Use of advanced and high technology in PICU care may fuel parents’ dreams of their child’s recovery and later be crushed by the child’s death (Meert, Thurston, & Thomas, 2001). A study by the Pediatric Critical Care Research Network revealed that after their child’s PICU death, parents had high levels of complicated grief symptoms for 6 months. The intensity of complicated grief symptoms decreased for some parents from 6 to 18 months after their child’s PICU death (Meert et al., 2011).
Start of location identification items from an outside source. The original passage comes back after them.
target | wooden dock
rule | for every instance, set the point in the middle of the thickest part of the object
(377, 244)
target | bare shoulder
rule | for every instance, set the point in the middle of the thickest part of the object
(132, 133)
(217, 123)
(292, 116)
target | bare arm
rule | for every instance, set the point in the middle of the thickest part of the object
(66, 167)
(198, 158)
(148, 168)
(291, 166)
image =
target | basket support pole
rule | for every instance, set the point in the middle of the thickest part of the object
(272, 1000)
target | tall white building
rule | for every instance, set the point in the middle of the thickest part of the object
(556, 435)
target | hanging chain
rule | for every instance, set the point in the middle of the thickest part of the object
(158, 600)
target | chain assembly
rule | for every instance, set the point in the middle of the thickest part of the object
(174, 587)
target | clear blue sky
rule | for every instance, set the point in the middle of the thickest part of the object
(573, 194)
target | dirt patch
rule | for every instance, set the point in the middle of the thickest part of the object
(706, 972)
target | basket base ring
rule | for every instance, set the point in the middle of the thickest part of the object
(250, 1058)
In summary, death of an infant or child is devastating for parents whose grief is immediate and may continue for many years after the death. Mothers and fathers may experience grief differently, with mothers’ responses more intense and immediate than fathers’ responses. Parent grief may be affected by type or mode of the child’s death and whether or not it was expected. Research on parent grief has been focused largely on non-ICU child deaths from cancer, suicide, or traumatic injury with samples of mainly White parents, often recruited up to 30 years later from support groups or through advertisements introducing potential recall and sample bias (Youngblut & Brooten, 2012). Time between child death and parent interview ranged from 1 to 70 years and child age at death, from newborn to 30-year-old adult children. In addition, many studies have used measures of “complicated grief,” a measure of prolonged grief even in the first year post-death (Meert et al., 2008, 2009, 2011). Thus, the pattern of parents’ grief over the first year after an infant’s or child’s NICU/PICU death is not clear. The present study helps to fill these knowledge gaps by describing changes in mothers’ and fathers’ grief from 1 to 13 months after their infant’s/child’s NICU/PICU death and identifying parent (gender, race, expected death or not) and child (age group, mode of death) factors related to grief at 1, 3, 6, and 13 months in Hispanic, Black and White parents.

METHOD

Sample

The sample for this longitudinal study consisted of 130 mothers and 52 fathers whose infant or child died in the NICU or PICU in one of four referral hospitals or another hospital identified through death certificates from the Florida Department of Health (DOH). English- and Spanish-speaking parents were eligible for the study if their critically ill newborn through 18-year-old child died in a PICU or NICU at least 2 hours after admission. Parents were not eligible if (1) deceased newborn was from a multiple gestation pregnancy, (2) deceased infant/child lived in a foster home before PICU admission, (3) the deceased’s injuries involved child abuse, or (4) death of a parent or sibling occurred as a result of the same event (e.g., motor vehicle crash, giving birth, preterm birth).

Measures

The dependent variable, Parent Grief after a child’s NICU/PICU death, was measured with the Hogan Grief Reaction Checklist (HGRC). Parents rated each of the 61 items on a scale from 1 “Does not describe me at all” to 5 “Describes me very well” for the past 2 weeks. Correlations of HGRC subscales with subscales of the Grief Experience Inventory and Texas Revised Inventory of Grief support the HGRC’s validity (Hogan et al., 2001). In this study, the range of internal consistency reliabilities for mothers and fathers, separately, and across the 4 time points were: Despair .90–.93 (13 items), Panic Behaviors .87–.93 (14 items), Blame & Anger .80–.88 (7 items), Detachment .82–.90 (8 items), Disorganization .83–.92 (7 items); and Personal Growth .83–.90 (12 items).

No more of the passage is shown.